Federal Agencies and the Military
Federal procurement has been officially metric-preferring since the early 1990s. Agencies that deal with international partners, like NASA and the Department of Defense, use metric extensively. Military maps use kilometers. Ammunition is often designated in millimeters (5.56 mm, 9 mm, 7.62 mm). NASA famously lost the Mars Climate Orbiter in 1999 when one contractor used customary units while the rest of the mission used metric, a $125 million lesson in why mixing systems is dangerous.
In practice, the degree of metric adoption varies widely across federal agencies. Those with international obligations tend to be fully metric. Others, particularly those focused on domestic infrastructure, still work primarily in customary units because that’s what American contractors, builders, and suppliers use.
Manufacturing and International Trade
Any American manufacturer selling products internationally works in metric. Automotive parts, electronics, pharmaceuticals, and aerospace components are designed and specified in millimeters, grams, and liters to meet global supply chain requirements. The U.S. auto industry largely shifted to metric decades ago, which is why your car’s engine displacement is listed in liters and many of its bolts require metric wrenches.

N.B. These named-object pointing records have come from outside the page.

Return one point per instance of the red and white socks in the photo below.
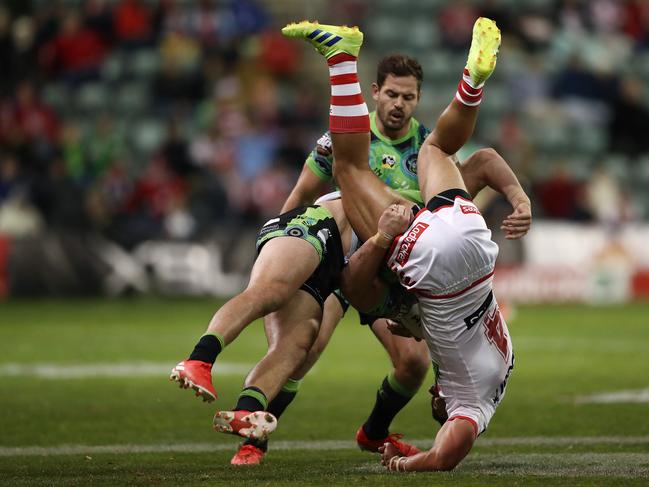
(468, 93)
(348, 112)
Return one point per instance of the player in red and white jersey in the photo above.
(447, 258)
(450, 255)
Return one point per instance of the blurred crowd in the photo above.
(574, 112)
(142, 119)
(214, 143)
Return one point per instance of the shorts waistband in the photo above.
(447, 198)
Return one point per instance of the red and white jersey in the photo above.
(447, 259)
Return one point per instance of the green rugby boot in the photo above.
(328, 40)
(484, 50)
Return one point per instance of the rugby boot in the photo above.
(255, 425)
(196, 375)
(328, 40)
(364, 443)
(484, 50)
(248, 454)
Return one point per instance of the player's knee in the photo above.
(270, 297)
(486, 154)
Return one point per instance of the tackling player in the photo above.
(446, 257)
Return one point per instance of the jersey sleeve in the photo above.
(321, 165)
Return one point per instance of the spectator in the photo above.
(561, 197)
(132, 24)
(76, 52)
(629, 120)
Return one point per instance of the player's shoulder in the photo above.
(419, 128)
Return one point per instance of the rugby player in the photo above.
(446, 256)
(396, 137)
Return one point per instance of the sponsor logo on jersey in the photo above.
(323, 164)
(406, 245)
(388, 160)
(295, 232)
(466, 209)
(410, 164)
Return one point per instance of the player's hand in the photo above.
(394, 220)
(519, 222)
(398, 329)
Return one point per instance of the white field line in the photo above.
(95, 370)
(636, 396)
(33, 451)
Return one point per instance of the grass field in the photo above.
(85, 400)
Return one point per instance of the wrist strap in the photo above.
(383, 240)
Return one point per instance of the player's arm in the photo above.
(360, 282)
(316, 172)
(487, 168)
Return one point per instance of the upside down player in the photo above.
(396, 139)
(446, 256)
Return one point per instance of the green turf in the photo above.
(562, 352)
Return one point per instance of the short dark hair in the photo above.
(399, 65)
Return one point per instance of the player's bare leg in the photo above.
(272, 284)
(435, 169)
(364, 195)
(295, 328)
(410, 360)
(452, 443)
(455, 125)
(296, 324)
(252, 451)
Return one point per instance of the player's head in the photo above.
(397, 90)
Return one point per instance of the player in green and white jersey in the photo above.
(396, 137)
(394, 161)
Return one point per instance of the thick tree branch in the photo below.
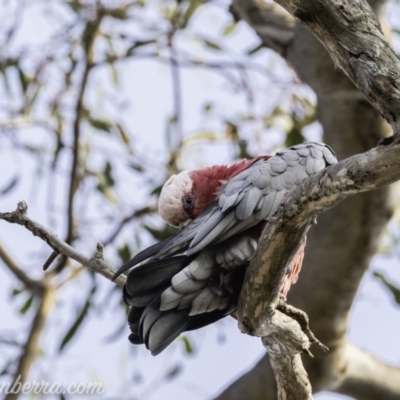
(280, 240)
(351, 33)
(340, 246)
(95, 263)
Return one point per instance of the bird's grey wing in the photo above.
(255, 194)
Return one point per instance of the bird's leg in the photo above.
(302, 318)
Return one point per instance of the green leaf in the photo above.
(393, 289)
(16, 292)
(26, 306)
(188, 346)
(106, 182)
(136, 167)
(157, 190)
(118, 13)
(188, 14)
(10, 186)
(100, 124)
(24, 79)
(212, 45)
(173, 372)
(124, 253)
(138, 44)
(124, 136)
(78, 321)
(243, 152)
(229, 29)
(75, 5)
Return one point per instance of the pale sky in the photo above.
(222, 352)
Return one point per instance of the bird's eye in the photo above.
(188, 202)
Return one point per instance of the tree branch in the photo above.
(95, 263)
(353, 37)
(281, 237)
(29, 352)
(34, 286)
(367, 378)
(273, 24)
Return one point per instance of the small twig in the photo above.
(50, 260)
(29, 352)
(96, 263)
(302, 318)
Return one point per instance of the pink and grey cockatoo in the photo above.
(194, 278)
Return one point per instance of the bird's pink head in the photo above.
(184, 196)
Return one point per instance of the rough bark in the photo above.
(341, 245)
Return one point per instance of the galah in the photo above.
(194, 278)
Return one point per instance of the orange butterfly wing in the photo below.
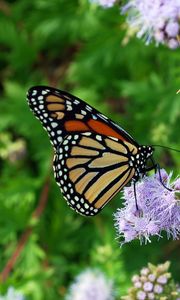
(62, 113)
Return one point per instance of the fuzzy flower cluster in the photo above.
(157, 20)
(158, 209)
(12, 294)
(153, 282)
(91, 285)
(105, 3)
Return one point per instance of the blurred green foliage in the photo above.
(81, 48)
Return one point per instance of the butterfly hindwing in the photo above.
(91, 169)
(62, 114)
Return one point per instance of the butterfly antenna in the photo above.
(166, 147)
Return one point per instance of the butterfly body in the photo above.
(94, 157)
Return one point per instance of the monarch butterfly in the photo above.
(94, 157)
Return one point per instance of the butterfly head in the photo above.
(140, 160)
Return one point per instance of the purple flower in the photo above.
(141, 295)
(105, 3)
(159, 209)
(158, 289)
(91, 285)
(155, 19)
(148, 286)
(162, 279)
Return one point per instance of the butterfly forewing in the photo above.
(94, 157)
(62, 114)
(91, 169)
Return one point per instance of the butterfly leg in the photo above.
(135, 195)
(157, 168)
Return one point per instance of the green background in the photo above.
(83, 49)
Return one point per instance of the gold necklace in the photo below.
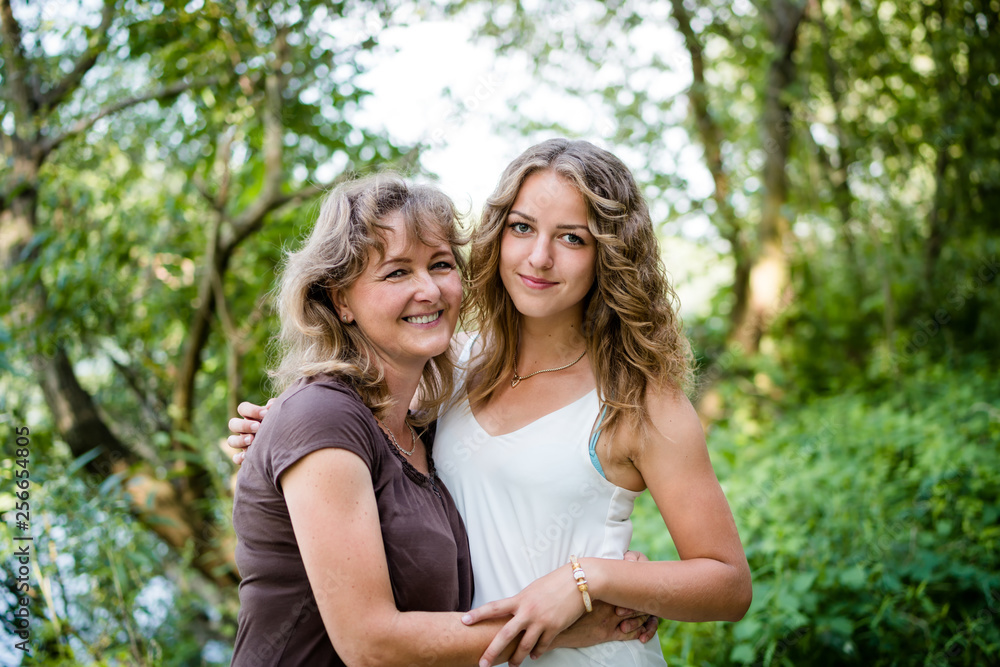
(413, 437)
(517, 378)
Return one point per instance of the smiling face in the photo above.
(547, 253)
(407, 302)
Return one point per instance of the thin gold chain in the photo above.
(517, 378)
(413, 437)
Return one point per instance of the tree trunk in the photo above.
(767, 280)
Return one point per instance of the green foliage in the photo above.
(104, 590)
(870, 523)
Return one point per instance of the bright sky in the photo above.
(469, 145)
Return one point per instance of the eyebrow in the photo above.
(523, 215)
(563, 226)
(407, 261)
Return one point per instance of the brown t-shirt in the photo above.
(427, 550)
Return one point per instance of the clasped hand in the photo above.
(549, 613)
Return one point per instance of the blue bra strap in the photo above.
(593, 443)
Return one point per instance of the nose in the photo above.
(427, 288)
(540, 257)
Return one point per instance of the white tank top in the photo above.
(532, 498)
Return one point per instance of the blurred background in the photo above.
(825, 178)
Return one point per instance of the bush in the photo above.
(870, 523)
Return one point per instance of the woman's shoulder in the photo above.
(673, 423)
(319, 398)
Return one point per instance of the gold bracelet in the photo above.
(581, 582)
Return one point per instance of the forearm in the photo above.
(698, 589)
(426, 638)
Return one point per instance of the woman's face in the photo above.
(407, 303)
(547, 254)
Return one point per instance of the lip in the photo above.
(535, 283)
(425, 319)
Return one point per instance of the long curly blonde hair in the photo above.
(351, 223)
(633, 333)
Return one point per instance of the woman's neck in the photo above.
(544, 343)
(402, 386)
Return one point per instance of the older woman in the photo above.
(338, 509)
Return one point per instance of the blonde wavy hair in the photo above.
(351, 223)
(633, 334)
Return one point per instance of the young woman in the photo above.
(342, 523)
(571, 405)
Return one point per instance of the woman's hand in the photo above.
(604, 624)
(546, 607)
(244, 429)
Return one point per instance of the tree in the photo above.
(158, 156)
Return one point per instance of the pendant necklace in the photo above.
(517, 378)
(413, 437)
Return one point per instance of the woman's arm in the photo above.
(711, 582)
(332, 504)
(335, 518)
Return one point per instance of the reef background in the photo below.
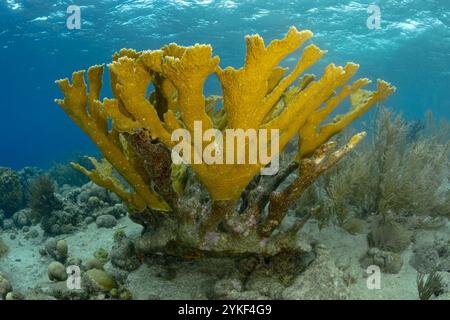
(410, 50)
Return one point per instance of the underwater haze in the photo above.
(322, 173)
(410, 49)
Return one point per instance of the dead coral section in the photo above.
(230, 216)
(400, 170)
(4, 249)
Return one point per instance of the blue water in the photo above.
(411, 50)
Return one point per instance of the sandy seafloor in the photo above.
(26, 268)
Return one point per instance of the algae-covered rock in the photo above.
(101, 255)
(57, 249)
(106, 221)
(95, 281)
(22, 218)
(388, 262)
(321, 281)
(93, 263)
(4, 249)
(123, 254)
(57, 271)
(62, 249)
(431, 257)
(11, 196)
(389, 237)
(5, 286)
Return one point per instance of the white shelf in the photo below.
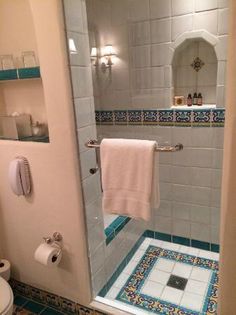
(185, 107)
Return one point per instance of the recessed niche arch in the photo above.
(195, 62)
(194, 69)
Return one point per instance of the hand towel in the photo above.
(129, 177)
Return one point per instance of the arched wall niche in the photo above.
(195, 66)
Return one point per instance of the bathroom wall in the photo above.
(103, 259)
(143, 35)
(17, 35)
(56, 202)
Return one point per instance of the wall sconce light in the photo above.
(94, 56)
(72, 47)
(107, 60)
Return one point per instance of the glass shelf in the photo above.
(19, 74)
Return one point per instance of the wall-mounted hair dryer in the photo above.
(19, 176)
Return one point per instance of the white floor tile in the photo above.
(112, 293)
(145, 243)
(121, 280)
(172, 295)
(197, 287)
(138, 255)
(200, 274)
(189, 250)
(192, 301)
(156, 243)
(170, 246)
(152, 288)
(209, 255)
(130, 267)
(182, 270)
(159, 276)
(164, 265)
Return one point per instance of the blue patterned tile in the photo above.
(201, 118)
(134, 117)
(98, 117)
(200, 244)
(120, 117)
(181, 240)
(106, 117)
(183, 118)
(166, 117)
(150, 117)
(218, 117)
(131, 292)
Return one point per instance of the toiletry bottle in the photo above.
(199, 99)
(195, 98)
(189, 100)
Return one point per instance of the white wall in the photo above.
(143, 34)
(56, 201)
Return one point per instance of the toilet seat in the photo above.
(6, 300)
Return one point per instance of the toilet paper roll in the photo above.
(47, 255)
(5, 269)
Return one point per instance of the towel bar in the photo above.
(178, 147)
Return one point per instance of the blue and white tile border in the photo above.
(163, 117)
(131, 291)
(158, 236)
(33, 299)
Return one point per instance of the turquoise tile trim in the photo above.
(181, 240)
(163, 117)
(29, 73)
(215, 248)
(163, 237)
(115, 227)
(200, 244)
(10, 74)
(131, 292)
(31, 300)
(34, 307)
(20, 300)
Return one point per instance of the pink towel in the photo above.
(129, 177)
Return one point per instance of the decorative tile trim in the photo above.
(131, 291)
(158, 236)
(182, 240)
(115, 227)
(32, 299)
(163, 117)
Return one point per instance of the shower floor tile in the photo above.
(145, 283)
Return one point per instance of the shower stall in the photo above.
(134, 65)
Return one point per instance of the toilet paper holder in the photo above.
(55, 240)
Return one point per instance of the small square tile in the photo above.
(165, 265)
(150, 117)
(134, 117)
(153, 289)
(192, 301)
(172, 295)
(166, 117)
(120, 117)
(177, 282)
(200, 274)
(159, 276)
(182, 270)
(197, 287)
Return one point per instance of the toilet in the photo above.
(6, 300)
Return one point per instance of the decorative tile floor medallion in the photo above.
(148, 286)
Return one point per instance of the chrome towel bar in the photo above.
(178, 147)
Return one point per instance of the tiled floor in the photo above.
(144, 283)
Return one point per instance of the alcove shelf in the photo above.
(20, 74)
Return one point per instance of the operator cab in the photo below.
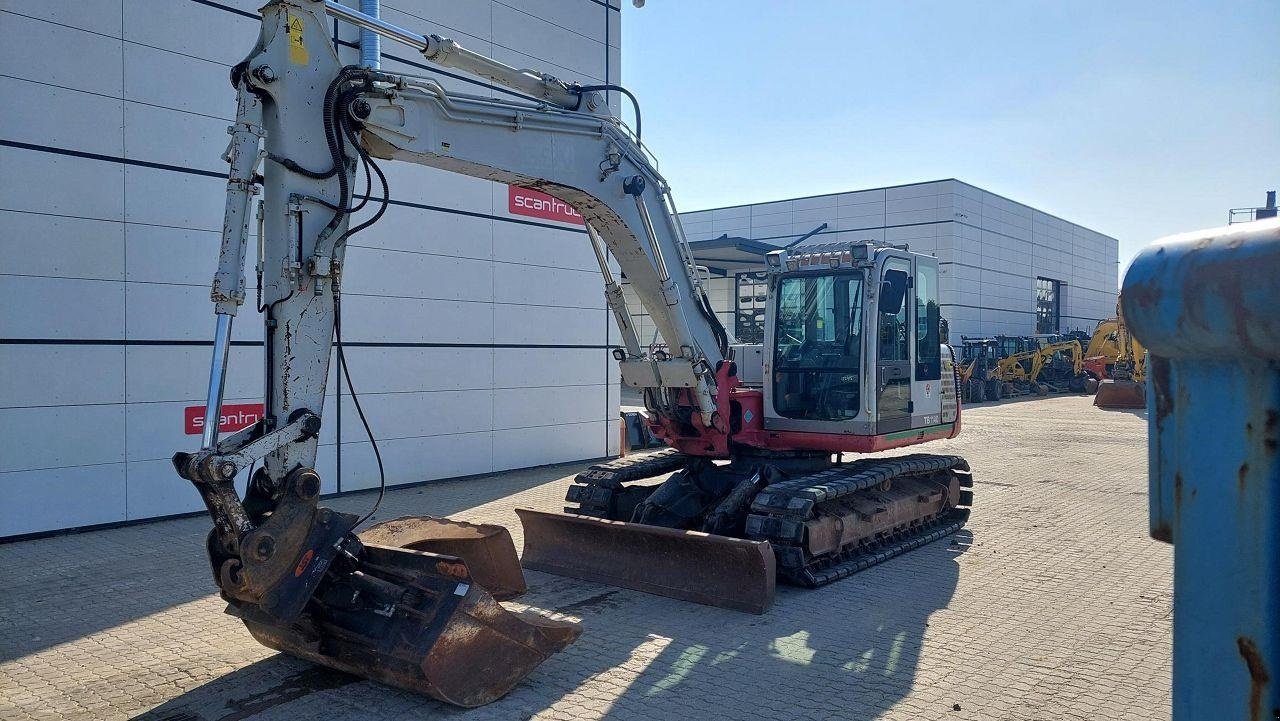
(853, 343)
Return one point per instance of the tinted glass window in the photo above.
(818, 347)
(928, 354)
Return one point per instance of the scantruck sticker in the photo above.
(535, 204)
(236, 416)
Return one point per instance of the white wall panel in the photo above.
(416, 275)
(39, 500)
(396, 370)
(426, 231)
(542, 324)
(531, 284)
(112, 414)
(54, 437)
(181, 82)
(553, 247)
(178, 200)
(174, 137)
(94, 64)
(417, 414)
(60, 246)
(158, 254)
(181, 373)
(44, 114)
(415, 320)
(59, 307)
(60, 185)
(533, 368)
(548, 445)
(101, 18)
(190, 28)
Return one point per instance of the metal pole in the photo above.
(370, 42)
(449, 54)
(216, 378)
(380, 27)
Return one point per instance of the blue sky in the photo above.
(1137, 119)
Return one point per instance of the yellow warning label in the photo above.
(297, 49)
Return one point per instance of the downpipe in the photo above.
(370, 42)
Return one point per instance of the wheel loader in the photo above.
(752, 487)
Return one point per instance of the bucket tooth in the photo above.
(714, 570)
(439, 633)
(487, 550)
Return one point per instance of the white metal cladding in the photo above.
(990, 249)
(479, 336)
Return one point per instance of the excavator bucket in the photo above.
(487, 550)
(1120, 395)
(447, 638)
(714, 570)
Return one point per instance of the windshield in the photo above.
(818, 346)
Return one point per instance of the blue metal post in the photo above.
(1207, 307)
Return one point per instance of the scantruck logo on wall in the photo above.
(535, 204)
(236, 416)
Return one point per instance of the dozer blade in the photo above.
(714, 570)
(439, 633)
(1120, 395)
(487, 550)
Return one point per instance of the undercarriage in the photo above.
(707, 524)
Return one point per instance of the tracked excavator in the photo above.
(752, 486)
(1124, 386)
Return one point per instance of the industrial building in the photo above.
(1005, 268)
(112, 204)
(475, 324)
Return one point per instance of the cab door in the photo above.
(895, 347)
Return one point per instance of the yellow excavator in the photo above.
(1052, 366)
(1124, 382)
(753, 488)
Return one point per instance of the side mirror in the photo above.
(894, 291)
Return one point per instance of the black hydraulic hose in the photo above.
(289, 164)
(360, 411)
(635, 104)
(704, 306)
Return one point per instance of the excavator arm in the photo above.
(296, 573)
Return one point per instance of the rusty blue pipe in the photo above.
(1207, 307)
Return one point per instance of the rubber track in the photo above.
(594, 488)
(780, 511)
(798, 496)
(848, 564)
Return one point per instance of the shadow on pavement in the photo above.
(850, 649)
(67, 587)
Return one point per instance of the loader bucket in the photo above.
(714, 570)
(456, 643)
(1120, 395)
(487, 550)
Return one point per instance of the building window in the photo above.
(749, 316)
(1048, 297)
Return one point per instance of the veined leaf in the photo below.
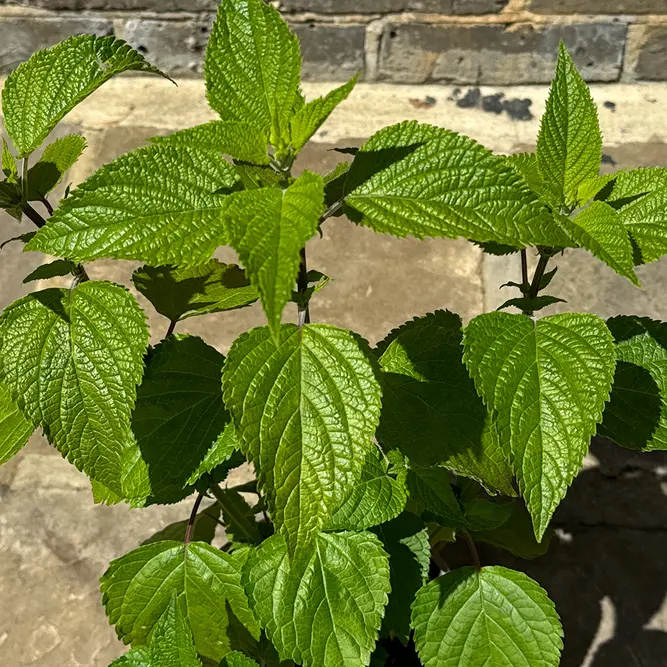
(323, 610)
(306, 410)
(43, 90)
(72, 360)
(493, 616)
(569, 145)
(252, 67)
(137, 588)
(422, 180)
(548, 381)
(179, 293)
(268, 227)
(155, 204)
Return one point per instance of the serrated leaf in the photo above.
(569, 145)
(323, 610)
(493, 616)
(431, 411)
(548, 381)
(40, 92)
(311, 116)
(137, 588)
(179, 293)
(375, 498)
(268, 227)
(306, 410)
(155, 204)
(72, 360)
(252, 67)
(421, 180)
(240, 140)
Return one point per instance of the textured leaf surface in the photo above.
(178, 293)
(569, 145)
(548, 381)
(155, 204)
(431, 411)
(40, 92)
(268, 227)
(72, 360)
(425, 181)
(252, 67)
(493, 616)
(324, 610)
(137, 588)
(306, 410)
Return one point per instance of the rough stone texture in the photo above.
(497, 55)
(20, 38)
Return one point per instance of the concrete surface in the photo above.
(605, 571)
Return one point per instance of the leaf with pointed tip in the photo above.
(40, 92)
(137, 588)
(548, 381)
(155, 204)
(179, 293)
(493, 616)
(323, 610)
(268, 228)
(72, 360)
(305, 410)
(569, 145)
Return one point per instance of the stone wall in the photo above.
(494, 42)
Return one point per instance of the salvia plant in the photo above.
(368, 461)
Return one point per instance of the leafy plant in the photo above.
(368, 461)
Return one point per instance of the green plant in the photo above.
(368, 461)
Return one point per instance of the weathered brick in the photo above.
(496, 54)
(330, 52)
(20, 38)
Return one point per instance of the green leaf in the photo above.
(306, 410)
(57, 158)
(72, 360)
(155, 204)
(569, 145)
(15, 429)
(421, 180)
(493, 616)
(137, 588)
(252, 68)
(42, 91)
(268, 228)
(311, 116)
(548, 381)
(323, 610)
(242, 141)
(375, 498)
(431, 411)
(179, 293)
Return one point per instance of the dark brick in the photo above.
(497, 55)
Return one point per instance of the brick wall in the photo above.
(496, 42)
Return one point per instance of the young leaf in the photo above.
(421, 180)
(252, 67)
(179, 293)
(548, 381)
(431, 411)
(155, 204)
(39, 93)
(492, 616)
(72, 360)
(137, 588)
(569, 145)
(268, 227)
(323, 610)
(305, 411)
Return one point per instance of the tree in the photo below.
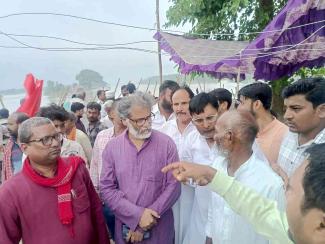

Domestically focused industries tell a different story. Construction, real estate, and road signage remain firmly in feet, miles, and acres. Lumber is sold in nominal inches. Plumbing fittings use fractional inches. This split creates a two-track system where the same country operates in metric for global-facing work and customary units for local work.
Why Full Adoption Hasn’t Happened
The voluntary nature of U.S. metrication explains why progress has been uneven. Congress declared metric “preferred” but never mandated it for private industry or daily life. Retooling factories, retraining workers, replacing road signs, and changing consumer habits all carry real costs, and without a legal deadline, sectors that don’t face international pressure have little incentive to switch. The result is a country that technically prefers metric by law, relies on metric definitions for its own customary units, and uses metric daily in medicine, science, nutrition labels, and global trade, while still buying lumber in feet and milk in gallons.